Димон! — радостно тиская его в объятиях, тот самый Колька Ветров давно уже слетел со своего наблюдательного поста, и, нагло наплевав на все требования караульно-постовой службы и возможные наказания, похоже готов был задушить его от радости. — Тебя все заждались. А что у нас тут творится, что творится, — частил он, не отходя от него ни на шаг и так и двигаясь вместе с ним в крепость.

Эх, — неожиданно споткнулся он на полуслове, и с сожаление шлёпнул сдёрнутой с головы шапкой по подставленной ладони. — Мне пора обратно на стену.

Видимо вспомнив наконец-то о своих прямых обязанностях он с сожалением ещё раз ткнул Димона кулаком в плечо и тяжело вздохнув, мухой полетел обратно на верхотуру.

Не понял, — пробормотал Димон, недоумённо провожая его взглядом. — Откуда такая ответственность? У нас что, очередные ящеры? Или эти партизаны-анархисты наконец-то научились нести как положено службу?

Вспомнив историю встречи и знакомства с ящерами, привёдшую к тому, что он помимо своей воли стал главой какого-то там разбитого в междоусобицах ящерового клана, он уже более настороженно стал осматриваться вокруг.

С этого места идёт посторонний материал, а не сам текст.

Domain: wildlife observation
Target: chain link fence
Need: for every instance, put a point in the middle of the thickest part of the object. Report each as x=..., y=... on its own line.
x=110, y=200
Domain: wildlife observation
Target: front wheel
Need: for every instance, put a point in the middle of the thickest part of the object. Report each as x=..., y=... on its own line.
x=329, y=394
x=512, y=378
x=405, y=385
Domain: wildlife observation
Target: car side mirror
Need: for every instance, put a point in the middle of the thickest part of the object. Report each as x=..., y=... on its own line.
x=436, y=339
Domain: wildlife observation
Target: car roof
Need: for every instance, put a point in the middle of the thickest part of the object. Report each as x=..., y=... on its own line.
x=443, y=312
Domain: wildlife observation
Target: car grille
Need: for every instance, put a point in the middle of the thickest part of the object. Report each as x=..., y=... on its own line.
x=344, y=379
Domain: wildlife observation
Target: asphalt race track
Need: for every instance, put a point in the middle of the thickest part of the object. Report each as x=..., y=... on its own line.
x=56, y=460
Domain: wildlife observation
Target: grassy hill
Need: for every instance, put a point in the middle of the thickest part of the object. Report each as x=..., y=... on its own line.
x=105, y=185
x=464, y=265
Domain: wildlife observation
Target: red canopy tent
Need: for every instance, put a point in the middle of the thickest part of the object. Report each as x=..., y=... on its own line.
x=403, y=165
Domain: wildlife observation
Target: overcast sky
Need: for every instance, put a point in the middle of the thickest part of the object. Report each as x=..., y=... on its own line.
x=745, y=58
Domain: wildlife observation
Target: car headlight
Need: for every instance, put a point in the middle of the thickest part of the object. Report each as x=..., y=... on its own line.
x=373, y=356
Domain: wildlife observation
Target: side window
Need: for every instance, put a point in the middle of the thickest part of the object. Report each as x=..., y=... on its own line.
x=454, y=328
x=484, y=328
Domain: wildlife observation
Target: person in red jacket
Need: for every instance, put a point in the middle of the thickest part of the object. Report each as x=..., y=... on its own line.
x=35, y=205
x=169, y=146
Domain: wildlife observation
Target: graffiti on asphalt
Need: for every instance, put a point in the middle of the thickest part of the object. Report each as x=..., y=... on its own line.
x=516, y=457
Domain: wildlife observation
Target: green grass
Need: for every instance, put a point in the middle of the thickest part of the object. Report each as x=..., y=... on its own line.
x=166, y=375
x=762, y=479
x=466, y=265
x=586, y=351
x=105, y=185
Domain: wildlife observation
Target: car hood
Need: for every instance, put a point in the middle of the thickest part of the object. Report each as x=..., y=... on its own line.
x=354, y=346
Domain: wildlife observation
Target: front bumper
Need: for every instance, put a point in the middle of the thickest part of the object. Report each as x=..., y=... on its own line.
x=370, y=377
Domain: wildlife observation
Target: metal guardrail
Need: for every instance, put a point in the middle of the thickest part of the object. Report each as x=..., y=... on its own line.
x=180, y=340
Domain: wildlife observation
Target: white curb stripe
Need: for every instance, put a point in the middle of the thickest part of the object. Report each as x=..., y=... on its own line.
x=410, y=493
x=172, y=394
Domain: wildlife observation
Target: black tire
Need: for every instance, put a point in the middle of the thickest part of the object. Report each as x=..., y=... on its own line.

Однако, рядом были только свои. Возле гарнизонного склада стоял часовой, которого он также прекрасно знал, а на башне опять виднелась торчащая возле края башка Кольки Ветрова. Поэтому больше можно было не волноваться и спокойно разгрузить в подвал крепостной башни привезённый груз.

Единственное только что его немного расстроило, что по слова встречавших, сейчас Сидора не было на месте. Он где-то мотался по округе, обустраивая прибывший недавно большой табун, и обещался быть только послезавтра. Кстати, заодно с Корнеем, который этот табун и пригнал.

Теперь становилось понятно и безлюдье в крепости, и то, что на заранее оговоренном с Сидором месте никого не было, как договаривались. Окончательно успокоенный, Димон распустил на отдых свой отряд и преспокойно отправился отдыхать в занятый им с Сидором дом, где на втором этаже его давно уже дожидалась собственная, долгожданная койка.

Посторонний.*

Бугуруслан сидел на своей койке в казарме и думал. Оснований для этого, столь не любимого им, но крайне важного и необходимого процесса, накопилось более чем достаточно. Сегодня неожиданно вернулся пропадавший непонятно где последние три недели дружбан Сидора Димон, и по сразу развернувшейся в крепости тихой, невидимой суете, Бугуруслан отчётливо понял, что здесь что-то затевается. Хотелось бы только понять, что.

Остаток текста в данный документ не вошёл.